Sizing guide
Table of contents
System Requirements
Operating Systems and ISA
lakeFS can run on MacOS and Linux (Windows binaries are available but not rigorously tested - we don’t recommend deploying lakeFS to production on Windows). x86_64 and arm64 architectures are supported for both MacOS and Linux.
Memory and CPU requirements
lakeFS servers require a minimum of 512mb of RAM and 1 CPU core. For high throughput, additional CPUs help scale requests across different cores. “Expensive” operations such as large diff or commit operations can take advantage of multiple cores.
Network
If using the data APIs such as the S3 Gateway, lakeFS will require enough network bandwidth to support the planned concurrent network upload/download operations. For most cloud providers, more powerful machines (i.e. more expensive and usually with more CPU cores) also provide increased network bandwidth.

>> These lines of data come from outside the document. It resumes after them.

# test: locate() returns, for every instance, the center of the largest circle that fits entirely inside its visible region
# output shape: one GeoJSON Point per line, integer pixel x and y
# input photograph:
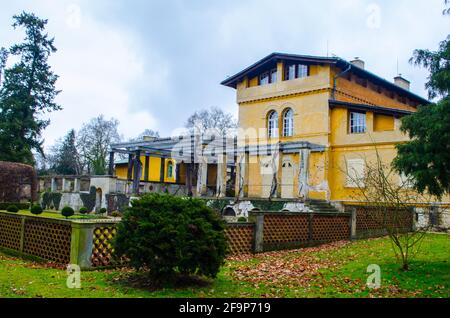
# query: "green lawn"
{"type": "Point", "coordinates": [58, 215]}
{"type": "Point", "coordinates": [335, 270]}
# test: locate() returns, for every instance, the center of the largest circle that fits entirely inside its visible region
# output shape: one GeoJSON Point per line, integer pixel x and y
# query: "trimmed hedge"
{"type": "Point", "coordinates": [20, 206]}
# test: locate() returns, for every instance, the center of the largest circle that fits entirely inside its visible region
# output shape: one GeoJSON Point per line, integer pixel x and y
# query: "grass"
{"type": "Point", "coordinates": [336, 270]}
{"type": "Point", "coordinates": [58, 215]}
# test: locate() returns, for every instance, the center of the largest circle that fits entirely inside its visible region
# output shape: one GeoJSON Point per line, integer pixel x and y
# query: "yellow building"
{"type": "Point", "coordinates": [305, 122]}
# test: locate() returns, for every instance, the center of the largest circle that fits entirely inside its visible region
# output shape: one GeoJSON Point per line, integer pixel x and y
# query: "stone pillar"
{"type": "Point", "coordinates": [147, 169]}
{"type": "Point", "coordinates": [111, 163]}
{"type": "Point", "coordinates": [259, 233]}
{"type": "Point", "coordinates": [54, 185]}
{"type": "Point", "coordinates": [81, 244]}
{"type": "Point", "coordinates": [202, 178]}
{"type": "Point", "coordinates": [304, 174]}
{"type": "Point", "coordinates": [137, 173]}
{"type": "Point", "coordinates": [353, 224]}
{"type": "Point", "coordinates": [221, 176]}
{"type": "Point", "coordinates": [242, 175]}
{"type": "Point", "coordinates": [130, 167]}
{"type": "Point", "coordinates": [162, 172]}
{"type": "Point", "coordinates": [77, 185]}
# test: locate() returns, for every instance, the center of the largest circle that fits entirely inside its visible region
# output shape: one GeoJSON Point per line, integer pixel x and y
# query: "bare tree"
{"type": "Point", "coordinates": [94, 140]}
{"type": "Point", "coordinates": [214, 121]}
{"type": "Point", "coordinates": [390, 204]}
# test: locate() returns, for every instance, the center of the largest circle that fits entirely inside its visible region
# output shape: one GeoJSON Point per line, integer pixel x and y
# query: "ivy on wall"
{"type": "Point", "coordinates": [88, 199]}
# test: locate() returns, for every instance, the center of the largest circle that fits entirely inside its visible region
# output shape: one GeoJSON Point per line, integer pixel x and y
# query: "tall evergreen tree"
{"type": "Point", "coordinates": [28, 91]}
{"type": "Point", "coordinates": [426, 158]}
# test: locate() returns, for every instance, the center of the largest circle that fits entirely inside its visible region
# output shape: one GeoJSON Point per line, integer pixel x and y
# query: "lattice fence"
{"type": "Point", "coordinates": [284, 229]}
{"type": "Point", "coordinates": [102, 246]}
{"type": "Point", "coordinates": [371, 221]}
{"type": "Point", "coordinates": [10, 231]}
{"type": "Point", "coordinates": [240, 238]}
{"type": "Point", "coordinates": [330, 228]}
{"type": "Point", "coordinates": [48, 240]}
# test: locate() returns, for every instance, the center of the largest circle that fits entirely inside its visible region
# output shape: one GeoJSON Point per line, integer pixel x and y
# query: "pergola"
{"type": "Point", "coordinates": [196, 152]}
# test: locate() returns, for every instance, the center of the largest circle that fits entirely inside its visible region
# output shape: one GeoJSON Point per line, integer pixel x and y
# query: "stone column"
{"type": "Point", "coordinates": [111, 163]}
{"type": "Point", "coordinates": [202, 178]}
{"type": "Point", "coordinates": [54, 185]}
{"type": "Point", "coordinates": [76, 185]}
{"type": "Point", "coordinates": [304, 174]}
{"type": "Point", "coordinates": [81, 244]}
{"type": "Point", "coordinates": [221, 176]}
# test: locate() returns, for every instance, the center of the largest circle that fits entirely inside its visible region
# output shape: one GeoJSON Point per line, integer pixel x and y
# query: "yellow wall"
{"type": "Point", "coordinates": [121, 171]}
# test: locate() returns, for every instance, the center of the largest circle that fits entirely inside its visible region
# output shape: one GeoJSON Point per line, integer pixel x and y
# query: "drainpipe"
{"type": "Point", "coordinates": [333, 94]}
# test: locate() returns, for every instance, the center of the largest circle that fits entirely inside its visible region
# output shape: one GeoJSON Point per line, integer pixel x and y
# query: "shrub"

If using only the metadata APIs (for example, only using the Hadoop/Spark clients), network bandwidth is minimal, at roughly 1Kb per request.
Disk
lakeFS greatly benefits from fast local disks. A lakeFS instance doesn’t require any strong durability guarantees from the underlying storage, as the disk is only ever used as a local caching layer for lakeFS metadata, and not for long-term storage. lakeFS is designed to work with ephemeral disks - these are usually based on NVMe and are tied to the machine’s lifecycle. Using ephemeral disks lakeFS can provide a very high throughput/cost ratio, probably the best that could be achieved on a public cloud, so we recommend those.
A local cache of at least 512 MiB should be provided. For large installations (managing >100 concurrently active branches, with >100M objects per commit), we recommend allocating at least 10 GiB - since it’s a caching layer over a relatively slow storage (the object store), see Important metrics below to understand how to size this: it should be big enough to hold all commit metadata for actively referenced commits.
PostgreSQL database
lakeFS uses a PostgreSQL instance to manage branch references, authentication and authorization information and to keep track of currently uncommitted data across branches.
Storage
The dataset stored in PostgreSQL is relatively modest, as most metadata is pushed down into the object store. Required storage is mostly a factor of the amount of uncommitted writes across all branches at any given point in time: in the range of 150 MiB per every 100,000 uncommitted writes.
We recommend starting at 10 GiB for a production deployment, as it will likely be more than enough.
RAM and shared_buffers
Since the data size is small, it is recommended to provide enough memory to hold the vast majority of that data in RAM:
Ideally configure shared_buffers
of your PostgreSQL instances to be large enough to contain the currently active dataset.
Pick a database instance with enough RAM to accommodate this buffer size, at roughly x4 the size given for shared_buffers
(so for example, if an installation has ~500,000 uncommitted writes at any given time, it would require about 750 MiB of shared_buffers
,
that would require about 3 GiB of RAM).
Cloud providers will save you the need to tune this parameter. It will be set to a fixed percentage the chosen instance’s available RAM (25% on AWS RDS, 30% on Google Cloud SQL).
CPU
PostgreSQL CPU cores help scale concurrent requests. 1 CPU core for every 5,000 requests/second is ideal.
Scaling factors
Scaling lakeFS, like most data systems, moves across 2 axes: throughput of requests (amount per given timeframe), and latency (time to complete a single request).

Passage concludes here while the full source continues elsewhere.